Grande parte das pessoas vive submersa em um esforço constante para se adaptar às normas e exigências sociais, muitas vezes sem questionar se tais regras realmente fazem sentido ou se refletem seus próprios valores. Essa submissão não é, na maioria das vezes, fruto de reflexão crítica ou de uma escolha racional consciente. Ao contrário, ela emerge de um impulso mais profundo, enraizado no narcisismo primário: o desejo intenso de se perceber como perfeito, correto e irrepreensível aos olhos dos outros. Trata-se de uma tentativa de recuperar uma sensação de completude e valorização que, muitas vezes, não foi plenamente experimentada durante a infância.
O mecanismo funciona como um jogo social invisível. Ao se submeter às expectativas externas, ao cumprir regras e demonstrar comportamentos “adequados”, o indivíduo busca aprovação e reconhecimento. Cada elogio, cada gesto de validação, reforça a ilusão de perfeição e, momentaneamente, preenche o vazio interno. Porém, essa sensação de completude é sempre passageira. A exigência de corresponder continuamente a padrões externos é extenuante, porque a pessoa nunca se sente realmente suficiente. Quanto mais se esforça para agradar ou para parecer impecável, mais distante se torna de sua própria autenticidade.

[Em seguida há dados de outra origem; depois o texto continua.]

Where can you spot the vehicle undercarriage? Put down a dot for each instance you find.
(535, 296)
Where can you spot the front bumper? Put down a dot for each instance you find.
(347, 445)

Essa dinâmica revela a face sombria de um narcisismo mal resolvido. A busca incessante por aprovação externa é, na essência, uma forma de compensar carências antigas. O indivíduo deseja ser admirado, não por quem ele é de fato, mas pela imagem idealizada que apresenta aos outros. Cada gesto, cada decisão, cada palavra é cuidadosamente moldada para corresponder a esse padrão externo de perfeição. É como se a vida fosse um palco, e o sujeito, um ator que nunca pode se permitir errar, fraquejar ou mostrar vulnerabilidade.
Em contrapartida, existem aqueles que escolhem conscientemente não entrar nessa competição social. Essas pessoas renunciam, de forma deliberada, aos desejos narcísicos de perfeição e validação externa. Esse caminho não é marcado por apatia ou negligência; trata-se, na realidade, de uma decisão profunda de priorizar a autenticidade sobre a aparência, a espontaneidade sobre a aprovação, a liberdade sobre a submissão. Ao abdicar da necessidade de corresponder aos padrões alheios, elas se libertam da pressão constante de estar à altura de expectativas irreais.
Essa renúncia oferece um tipo particular de liberdade. A pessoa passa a habitar sua própria existência, experimentando emoções e escolhas sem a preocupação constante com o julgamento externo. A espontaneidade e a criatividade florescem porque não estão mais contidas pelo medo de não corresponder ou de ser criticada. A autenticidade se torna uma prática diária, uma forma de viver que valoriza o contato profundo consigo mesmo e com a realidade, em vez de buscar validação em reflexos externos.
Além disso, ao renunciar à busca por perfeição, o indivíduo aprende a aceitar suas imperfeições e vulnerabilidades como partes essenciais de sua humanidade. A liberdade conquistada não é a ausência de regras ou responsabilidades, mas a possibilidade de existir plenamente, sem máscaras. Essa escolha consciente transforma a vida em um espaço de aprendizado, de autoconhecimento e de experiências genuínas, em vez de um campo de batalha onde o valor pessoal depende da aprovação alheia.
Portanto, a diferença entre aqueles que se submetem cegamente às normas sociais e os que renunciam à tirania da perfeição está, em última análise, na consciência de sua própria motivação. Enquanto os primeiros buscam externamente a sensação de completude que lhes falta, os segundos constroem internamente um senso de valor que não depende do olhar alheio. Libertar-se do narcisismo externo é, paradoxalmente, o caminho para recuperar a liberdade, a criatividade e a autenticidade que toda pessoa genuinamente deseja viver.